著者が俳句に秀でていることは知っていたが、ほとんど目にする機会はなかった。しかし、数年前に剽窃(と言うより類句類想のレベルであろう)騒ぎを起こした末の弁明が収録されているようなので興味が湧いた。

人間の業や闇を描くのが著者の小説の作風であり、俳句も同様におどろおどろしかったり演出過剰であったりしてあまり趣味に合うものではないが(俳句は事物を即物的無機的に詠み、なおかつ余韻や抒情を生じさせ得る文芸と思っているのである)、時折、ふっと肩の力がの抜けて飄々としていたり叙情的だったりする句があり、やはり只者ではないなぁと思わせられる。

いくつか好きな句を抜き書き。

 浅き春人の渡らぬ橋渡る
 草若葉田舎巡査の尻の跡
 日に夜に薬呑むうち夏来たる
 飛びきたり翅をたゝめば紅娘(てんとむし)
 わが嫁が鬘買ひたり秋暑し
 新聞で秋刀魚を包む男かな
 冷気吸ふ友の手紙を引き裂いて
 売り忘れ青黴のふく蜜柑かな
 頭陀袋持ち重りする春の雨
 春風や庭鳥の尾をくすぐりて
 中年やメロンの味に胸騒ぎ
 人訪ね見知らぬ道に蓼の花
 詫びに行き昼飯出され鯖光る
 冬の日や淋しき人をゴリラ見る

「ぼんくら」と題した弁明の文章も面白い。問題の発端は、著者の発表した下記の句が先人の作品と酷似しており、盗作と告発されたことである。「一生」は「ひとよ」と訓じるらしい。

 青芒女の一生透き通る 
 ふところに乳房ある憂さ秋暑し

 先例
 青蘆原をんなの一生透きとほる 橋本多佳子
 ふところに乳房ある憂さ梅雨ながき 桂信子


「以前に読んだ句が印象に残っており、それが自分の言葉と思い込んで出てきてしまったものである。私はぼんくらだ。」というのがこの問題での著者の弁明である。

俳句は十七文字しかない文芸であり、しかもそのうちの五字から七字を季語に費やすのだから発想の似ているものが出てくるのは致し方ない。致し方ないが、新たな表現を目指す以上、先例がないように勉強しなければならないのだろうと思う。が、句作はしないので、その辺は分からない。

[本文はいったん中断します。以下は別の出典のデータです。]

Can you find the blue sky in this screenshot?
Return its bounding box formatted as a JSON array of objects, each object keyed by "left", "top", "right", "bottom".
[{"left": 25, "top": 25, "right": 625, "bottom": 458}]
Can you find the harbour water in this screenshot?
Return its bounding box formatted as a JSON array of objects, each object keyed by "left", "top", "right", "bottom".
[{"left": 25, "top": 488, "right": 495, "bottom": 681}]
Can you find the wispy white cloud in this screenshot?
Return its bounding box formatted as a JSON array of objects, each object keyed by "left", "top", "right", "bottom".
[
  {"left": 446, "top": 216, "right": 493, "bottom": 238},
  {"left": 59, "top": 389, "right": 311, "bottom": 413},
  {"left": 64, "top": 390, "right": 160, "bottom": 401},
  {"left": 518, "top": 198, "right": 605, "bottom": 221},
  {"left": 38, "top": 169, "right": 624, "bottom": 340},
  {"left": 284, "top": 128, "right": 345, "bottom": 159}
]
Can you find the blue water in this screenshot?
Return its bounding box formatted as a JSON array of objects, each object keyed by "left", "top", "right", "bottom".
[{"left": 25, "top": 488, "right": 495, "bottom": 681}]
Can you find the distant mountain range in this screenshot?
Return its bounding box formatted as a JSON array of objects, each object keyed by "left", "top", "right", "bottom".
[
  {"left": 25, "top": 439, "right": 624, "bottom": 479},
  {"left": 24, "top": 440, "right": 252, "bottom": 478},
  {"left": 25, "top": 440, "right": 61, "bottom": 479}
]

この論争で、著者の斡旋した季語の方が原句よりも良いんじゃないかと言う評価もあったようだが、どちらにしろ、女性性・身体性・エロスなどを読み込んだ句が好きではないので、これも分からない(笑)。

印象に残ったのは次のような文意である。

「人間は誰でも生まれて来たあとで、他人の言葉を聞き、詠み、書きして言葉を習得する。自分たちの言葉はすべて他人の言葉を吸収したものである。それではそれはいつ自分の言葉となるのか。それは他人の言葉が自分の魂と結びついた時である。」


これこそオリジナリティの発露と言うものであろう。ただ、潔く不明を恥じているのか、弁解しているのか、よく分からないところがやはりこの作者は面白い(笑)。